This appendix discusses the following topics:
Configuring a NetRAIN virtual interface for a cluster interconnect (Section D.1)
Tuning the LAN interconnect for optimal performance (Section D.2)
Obtaining network adapter configuration information (Section D.3)
Monitoring activity on the LAN interconnect (Section D.4)
Migrating from Memory Channel to a LAN interconnect (Section D.5)
Migrating from a LAN interconnect to Memory Channel (Section D.6)
Migrating from a Fast Ethernet LAN interconnect to a Gigabit Ethernet LAN interconnect (Section D.7)
Troubleshooting LAN interconnect problems (Section D.8)
D.1 Configuring a NetRAIN Virtual Interface for a Cluster LAN Interconnect
If you do not configure the cluster interconnect from redundant array of independent network adapters (NetRAIN) virtual interfaces during cluster installation, you can do so afterwards.
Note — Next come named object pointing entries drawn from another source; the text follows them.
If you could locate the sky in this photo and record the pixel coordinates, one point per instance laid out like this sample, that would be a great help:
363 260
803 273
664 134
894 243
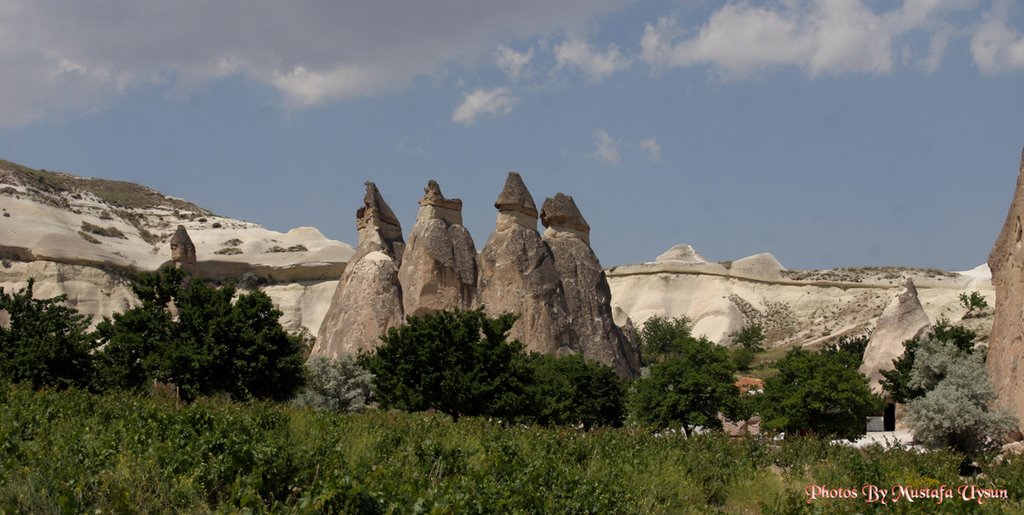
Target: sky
828 132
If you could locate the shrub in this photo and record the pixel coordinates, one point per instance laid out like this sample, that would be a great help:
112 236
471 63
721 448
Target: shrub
954 411
214 345
820 393
46 343
337 384
457 362
688 389
570 389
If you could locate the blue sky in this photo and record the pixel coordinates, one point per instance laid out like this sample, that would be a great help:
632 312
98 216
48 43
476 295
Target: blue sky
829 133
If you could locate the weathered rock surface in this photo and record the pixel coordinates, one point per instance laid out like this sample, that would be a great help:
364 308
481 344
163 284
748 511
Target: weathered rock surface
182 250
902 319
368 299
587 294
517 274
438 269
1006 343
681 254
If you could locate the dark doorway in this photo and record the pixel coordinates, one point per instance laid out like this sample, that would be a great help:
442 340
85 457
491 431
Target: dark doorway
889 419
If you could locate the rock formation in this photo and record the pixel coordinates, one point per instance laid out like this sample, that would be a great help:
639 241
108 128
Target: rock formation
1006 343
517 274
182 250
368 300
902 319
438 269
587 294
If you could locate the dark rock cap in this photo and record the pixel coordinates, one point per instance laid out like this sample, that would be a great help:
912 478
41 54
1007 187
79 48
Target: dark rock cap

However, the requirements and rules for configuring a NetRAIN virtual interface for use in a cluster interconnect differ from those documented in the Tru64 UNIX Network Administration: Connections manual.
Unlike a typical NetRAIN virtual device, a NetRAIN device for the cluster
interconnect is set up completely within the
ics_ll_tcp
kernel subsystem in
/etc/sysconfigtab
and not in
/etc/rc.config.
This allows the interconnect to be
established very early in the boot path, when it is needed by cluster
components to establish membership and transfer I/O.
Caution
Never change the attributes of a member's cluster interconnect NetRAIN device outside of its
/etc/sysconfigtabfile (that is, by using anifconfigcommand or the SysMan Station, or by defining it in the/etc/rc.configfile and restarting the network). Doing so will put the NetRAIN device outside of cluster control and may cause the member system to be removed from the cluster.
To configure a NetRAIN interface for a cluster interconnect after cluster installation, perform the following steps on each member:
To eliminate the LAN interconnect as a single point of failure, one or more Ethernet switches are required for the cluster interconnect (two are required for a no-single-point-of-failure (NSPOF) LAN interconnect configuration), in addition to redundant Ethernet adapters on the member configured as a NetRAIN set. If you must install additional network hardware, halt and turn off the member system. Install the network cards on the member and cable each to different switches, as recommended in the Cluster Hardware Configuration manual. Turn on the switches and reboot the member. If you do not need to install additional hardware, you can skip this step.
Use the
ifconfig -a
command to determine the names of
the Ethernet adapters to be used in the NetRAIN set.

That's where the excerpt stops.